Angry fan sues DraftKings and FanDuel over insider information allegations

Here's how to cheat at fantasy football
Here's how to cheat at fantasy football

A fantasy sports player has sued DraftKings and FanDuel, claiming that he and other players were hurt because employees of the two companies used inside information to gain an edge over other players.

Adam Johnson of Kentucky, in a suit filed in New York, is hoping a judge lets him pursue a class action on behalf of other fantasy players.

The suit charges that typical fans who pay to to compete for millions of dollars in prizes are at an unfair advantage when competing against employees of the services who were also playing the games.

"The biggest edges any player can have come from having data and information. DraftKings and FanDuel employees have access to both things, neither of which is public," the federal lawsuit charges.

Related: Are fantasy sports rigged?

This week, both sites permanently banned employees from playing on any fantasy sports site. But until then each had allowed employees to play on rival sites.

It came to light recently that a DraftKings employee who had access to confidential data won $350,000 in a FanDuel contest.

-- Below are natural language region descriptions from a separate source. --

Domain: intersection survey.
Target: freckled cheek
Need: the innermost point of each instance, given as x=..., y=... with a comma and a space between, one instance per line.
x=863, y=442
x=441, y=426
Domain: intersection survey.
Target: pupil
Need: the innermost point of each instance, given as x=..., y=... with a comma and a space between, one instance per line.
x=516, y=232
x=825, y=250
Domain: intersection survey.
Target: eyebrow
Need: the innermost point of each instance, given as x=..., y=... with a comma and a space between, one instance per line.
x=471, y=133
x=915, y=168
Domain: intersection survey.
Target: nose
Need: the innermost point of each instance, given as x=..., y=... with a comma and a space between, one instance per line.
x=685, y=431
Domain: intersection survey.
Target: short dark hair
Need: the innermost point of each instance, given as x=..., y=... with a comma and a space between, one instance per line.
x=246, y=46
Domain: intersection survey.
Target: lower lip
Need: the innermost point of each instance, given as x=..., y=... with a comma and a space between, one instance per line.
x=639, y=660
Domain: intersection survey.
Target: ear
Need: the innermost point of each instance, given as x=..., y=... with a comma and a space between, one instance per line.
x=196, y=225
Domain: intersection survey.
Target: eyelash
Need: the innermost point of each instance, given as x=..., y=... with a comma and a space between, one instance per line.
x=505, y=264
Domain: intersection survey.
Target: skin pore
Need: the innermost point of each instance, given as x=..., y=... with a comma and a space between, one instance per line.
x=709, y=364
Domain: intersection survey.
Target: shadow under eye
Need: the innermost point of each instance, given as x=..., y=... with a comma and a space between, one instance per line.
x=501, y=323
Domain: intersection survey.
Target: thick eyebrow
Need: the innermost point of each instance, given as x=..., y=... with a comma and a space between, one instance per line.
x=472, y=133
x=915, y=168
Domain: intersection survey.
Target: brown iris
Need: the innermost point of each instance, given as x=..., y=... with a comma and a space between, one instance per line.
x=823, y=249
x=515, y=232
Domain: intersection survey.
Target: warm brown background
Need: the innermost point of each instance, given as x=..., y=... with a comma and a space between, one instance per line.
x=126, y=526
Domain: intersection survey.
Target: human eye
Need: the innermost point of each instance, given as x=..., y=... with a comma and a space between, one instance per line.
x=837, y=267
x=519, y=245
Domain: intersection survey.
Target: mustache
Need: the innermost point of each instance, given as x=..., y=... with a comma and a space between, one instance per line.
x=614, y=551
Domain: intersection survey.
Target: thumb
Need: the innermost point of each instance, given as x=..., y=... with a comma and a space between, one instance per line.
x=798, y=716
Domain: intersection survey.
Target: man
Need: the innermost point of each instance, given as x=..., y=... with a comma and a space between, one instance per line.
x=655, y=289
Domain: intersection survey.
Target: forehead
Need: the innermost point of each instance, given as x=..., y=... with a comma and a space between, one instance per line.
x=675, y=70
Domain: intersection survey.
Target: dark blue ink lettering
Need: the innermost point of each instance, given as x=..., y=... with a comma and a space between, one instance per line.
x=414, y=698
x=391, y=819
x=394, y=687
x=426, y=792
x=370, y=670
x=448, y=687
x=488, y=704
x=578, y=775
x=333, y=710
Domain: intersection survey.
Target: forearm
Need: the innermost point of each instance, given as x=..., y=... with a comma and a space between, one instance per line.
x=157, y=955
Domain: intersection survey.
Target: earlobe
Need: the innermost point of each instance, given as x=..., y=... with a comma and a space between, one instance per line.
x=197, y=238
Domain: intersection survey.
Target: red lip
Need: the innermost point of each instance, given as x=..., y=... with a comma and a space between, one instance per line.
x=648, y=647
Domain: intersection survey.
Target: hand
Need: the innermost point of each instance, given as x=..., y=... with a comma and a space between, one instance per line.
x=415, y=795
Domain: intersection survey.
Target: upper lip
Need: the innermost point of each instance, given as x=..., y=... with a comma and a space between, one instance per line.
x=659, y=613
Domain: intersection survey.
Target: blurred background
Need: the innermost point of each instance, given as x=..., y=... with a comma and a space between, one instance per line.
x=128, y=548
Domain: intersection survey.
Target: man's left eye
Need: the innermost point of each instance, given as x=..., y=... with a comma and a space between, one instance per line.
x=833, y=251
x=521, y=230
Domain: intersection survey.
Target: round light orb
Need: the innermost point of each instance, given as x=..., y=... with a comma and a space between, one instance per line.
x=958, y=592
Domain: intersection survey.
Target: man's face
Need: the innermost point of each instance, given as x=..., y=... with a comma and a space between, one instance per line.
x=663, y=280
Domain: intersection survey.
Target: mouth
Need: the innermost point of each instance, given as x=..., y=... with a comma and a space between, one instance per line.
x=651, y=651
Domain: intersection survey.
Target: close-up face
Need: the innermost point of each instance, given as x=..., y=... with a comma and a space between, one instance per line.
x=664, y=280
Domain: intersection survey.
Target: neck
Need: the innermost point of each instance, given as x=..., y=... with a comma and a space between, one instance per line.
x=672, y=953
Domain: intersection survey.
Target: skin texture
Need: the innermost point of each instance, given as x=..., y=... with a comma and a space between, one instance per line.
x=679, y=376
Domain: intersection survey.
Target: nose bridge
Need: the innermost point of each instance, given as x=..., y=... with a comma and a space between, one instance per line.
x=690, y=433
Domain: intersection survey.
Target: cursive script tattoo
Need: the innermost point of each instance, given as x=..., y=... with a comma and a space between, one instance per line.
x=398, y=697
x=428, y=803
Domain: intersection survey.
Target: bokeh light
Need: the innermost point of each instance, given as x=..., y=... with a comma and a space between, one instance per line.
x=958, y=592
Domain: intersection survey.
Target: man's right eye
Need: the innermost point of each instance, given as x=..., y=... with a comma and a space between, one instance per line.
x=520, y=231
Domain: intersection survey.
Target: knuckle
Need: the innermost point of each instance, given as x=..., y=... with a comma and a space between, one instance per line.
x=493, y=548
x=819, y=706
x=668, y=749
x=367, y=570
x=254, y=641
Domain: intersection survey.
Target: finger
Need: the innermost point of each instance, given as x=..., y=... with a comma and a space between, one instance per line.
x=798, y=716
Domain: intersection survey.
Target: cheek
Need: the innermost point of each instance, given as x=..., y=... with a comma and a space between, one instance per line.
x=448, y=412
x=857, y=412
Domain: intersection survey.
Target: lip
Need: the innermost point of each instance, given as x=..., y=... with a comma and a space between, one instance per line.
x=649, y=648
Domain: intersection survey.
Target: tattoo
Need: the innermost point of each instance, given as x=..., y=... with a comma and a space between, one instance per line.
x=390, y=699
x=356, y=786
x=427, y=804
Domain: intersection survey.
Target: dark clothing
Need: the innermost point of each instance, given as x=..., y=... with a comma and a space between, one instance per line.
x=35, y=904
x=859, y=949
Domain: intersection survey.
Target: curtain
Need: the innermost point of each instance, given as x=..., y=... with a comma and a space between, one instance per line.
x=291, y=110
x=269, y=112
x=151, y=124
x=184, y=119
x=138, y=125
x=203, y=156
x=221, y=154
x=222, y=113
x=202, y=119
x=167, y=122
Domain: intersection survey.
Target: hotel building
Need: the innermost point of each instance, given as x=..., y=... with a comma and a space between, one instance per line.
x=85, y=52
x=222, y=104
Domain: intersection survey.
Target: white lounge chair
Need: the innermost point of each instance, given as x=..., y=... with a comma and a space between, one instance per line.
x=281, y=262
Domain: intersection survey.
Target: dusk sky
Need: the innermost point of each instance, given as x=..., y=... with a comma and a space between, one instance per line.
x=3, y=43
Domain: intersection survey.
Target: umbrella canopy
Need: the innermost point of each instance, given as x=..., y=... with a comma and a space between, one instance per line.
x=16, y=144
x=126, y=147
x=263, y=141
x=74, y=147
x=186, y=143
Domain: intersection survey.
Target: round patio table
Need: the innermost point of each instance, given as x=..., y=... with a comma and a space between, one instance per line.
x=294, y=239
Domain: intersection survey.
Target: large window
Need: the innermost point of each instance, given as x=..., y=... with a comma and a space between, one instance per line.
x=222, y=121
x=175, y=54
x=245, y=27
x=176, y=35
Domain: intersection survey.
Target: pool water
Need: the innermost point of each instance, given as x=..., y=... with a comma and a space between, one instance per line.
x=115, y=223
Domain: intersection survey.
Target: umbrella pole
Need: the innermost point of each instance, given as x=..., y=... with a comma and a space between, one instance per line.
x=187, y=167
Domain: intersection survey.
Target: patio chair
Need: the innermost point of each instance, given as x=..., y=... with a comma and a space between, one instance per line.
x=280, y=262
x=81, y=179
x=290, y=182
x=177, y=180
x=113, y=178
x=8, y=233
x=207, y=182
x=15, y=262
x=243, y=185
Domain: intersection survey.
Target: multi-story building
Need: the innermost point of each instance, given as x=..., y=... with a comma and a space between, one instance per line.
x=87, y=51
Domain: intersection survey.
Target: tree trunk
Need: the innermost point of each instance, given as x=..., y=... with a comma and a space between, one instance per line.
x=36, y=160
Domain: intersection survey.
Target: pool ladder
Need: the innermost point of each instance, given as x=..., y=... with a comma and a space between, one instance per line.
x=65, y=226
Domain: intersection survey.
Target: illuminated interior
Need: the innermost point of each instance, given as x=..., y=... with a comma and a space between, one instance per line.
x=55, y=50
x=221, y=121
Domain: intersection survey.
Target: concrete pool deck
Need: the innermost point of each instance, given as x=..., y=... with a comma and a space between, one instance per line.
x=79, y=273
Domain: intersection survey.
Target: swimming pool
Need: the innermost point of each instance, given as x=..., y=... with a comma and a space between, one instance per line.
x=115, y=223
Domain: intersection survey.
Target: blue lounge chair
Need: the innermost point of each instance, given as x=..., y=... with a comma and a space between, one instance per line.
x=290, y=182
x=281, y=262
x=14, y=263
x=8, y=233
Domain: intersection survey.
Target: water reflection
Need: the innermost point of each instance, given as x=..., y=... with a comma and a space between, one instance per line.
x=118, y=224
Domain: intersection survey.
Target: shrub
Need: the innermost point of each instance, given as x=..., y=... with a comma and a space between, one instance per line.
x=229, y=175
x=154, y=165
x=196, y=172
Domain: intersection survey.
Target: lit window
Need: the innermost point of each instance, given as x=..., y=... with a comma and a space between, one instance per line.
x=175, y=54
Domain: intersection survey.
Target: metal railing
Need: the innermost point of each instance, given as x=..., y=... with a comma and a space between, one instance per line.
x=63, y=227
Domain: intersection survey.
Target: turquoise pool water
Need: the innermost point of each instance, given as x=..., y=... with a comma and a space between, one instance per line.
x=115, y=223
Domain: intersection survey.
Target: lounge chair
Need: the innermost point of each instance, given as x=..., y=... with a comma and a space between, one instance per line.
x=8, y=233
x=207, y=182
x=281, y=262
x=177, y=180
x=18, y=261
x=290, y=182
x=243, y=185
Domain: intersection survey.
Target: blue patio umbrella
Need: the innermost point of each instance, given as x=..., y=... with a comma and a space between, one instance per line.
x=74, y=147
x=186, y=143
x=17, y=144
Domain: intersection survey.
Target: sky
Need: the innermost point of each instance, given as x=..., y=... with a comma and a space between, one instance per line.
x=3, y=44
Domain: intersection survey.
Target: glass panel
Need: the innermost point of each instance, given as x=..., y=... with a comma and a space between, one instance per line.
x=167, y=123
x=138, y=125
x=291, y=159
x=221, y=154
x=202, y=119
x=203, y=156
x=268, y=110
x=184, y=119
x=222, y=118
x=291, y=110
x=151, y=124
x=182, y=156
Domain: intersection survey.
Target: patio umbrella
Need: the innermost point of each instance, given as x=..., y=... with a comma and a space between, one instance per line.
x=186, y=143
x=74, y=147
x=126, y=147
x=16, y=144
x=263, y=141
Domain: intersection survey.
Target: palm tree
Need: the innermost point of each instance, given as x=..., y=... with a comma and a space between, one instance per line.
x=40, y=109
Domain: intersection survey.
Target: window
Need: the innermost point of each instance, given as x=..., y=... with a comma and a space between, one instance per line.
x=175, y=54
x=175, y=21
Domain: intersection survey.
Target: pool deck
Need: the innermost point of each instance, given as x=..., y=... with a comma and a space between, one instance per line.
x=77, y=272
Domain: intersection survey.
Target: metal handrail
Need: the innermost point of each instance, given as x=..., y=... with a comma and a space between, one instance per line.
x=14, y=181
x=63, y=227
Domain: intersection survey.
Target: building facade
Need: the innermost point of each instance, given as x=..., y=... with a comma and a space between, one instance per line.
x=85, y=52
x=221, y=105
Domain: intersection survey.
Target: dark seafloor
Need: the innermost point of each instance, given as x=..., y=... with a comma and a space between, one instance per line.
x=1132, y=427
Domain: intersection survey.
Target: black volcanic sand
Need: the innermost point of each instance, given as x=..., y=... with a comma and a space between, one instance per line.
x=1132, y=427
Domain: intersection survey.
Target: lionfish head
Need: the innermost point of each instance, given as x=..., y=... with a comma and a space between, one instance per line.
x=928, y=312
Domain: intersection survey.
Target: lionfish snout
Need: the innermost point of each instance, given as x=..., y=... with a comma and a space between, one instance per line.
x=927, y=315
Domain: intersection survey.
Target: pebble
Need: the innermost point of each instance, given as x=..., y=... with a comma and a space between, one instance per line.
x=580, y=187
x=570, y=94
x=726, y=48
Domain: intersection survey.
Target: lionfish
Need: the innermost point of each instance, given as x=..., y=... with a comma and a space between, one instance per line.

Employees of DraftKings have won 0.3% of the total prize money won on FanDuel, according to FanDuel spokeswoman Emily Bass.

While FanDuel won't say how much money that represents, the site advertises it will pay $2 billion in prizes this year -- and 0.3% of that amount works out to $6 million. That $6 million figure is cited in the suit.

New York Attorney General Eric Schneiderman announced this week his office has launched a probe into the practices of the two services. DraftKings and FanDuel also announced they had hired outside firms to conduct probes of their practices and security measures.

But both FanDuel and DraftKings insist their investigations show that the employee who won $350,000 did not benefit from insider information when he won that prize.

Neither FanDuel nor DraftKings had a comment on the suit.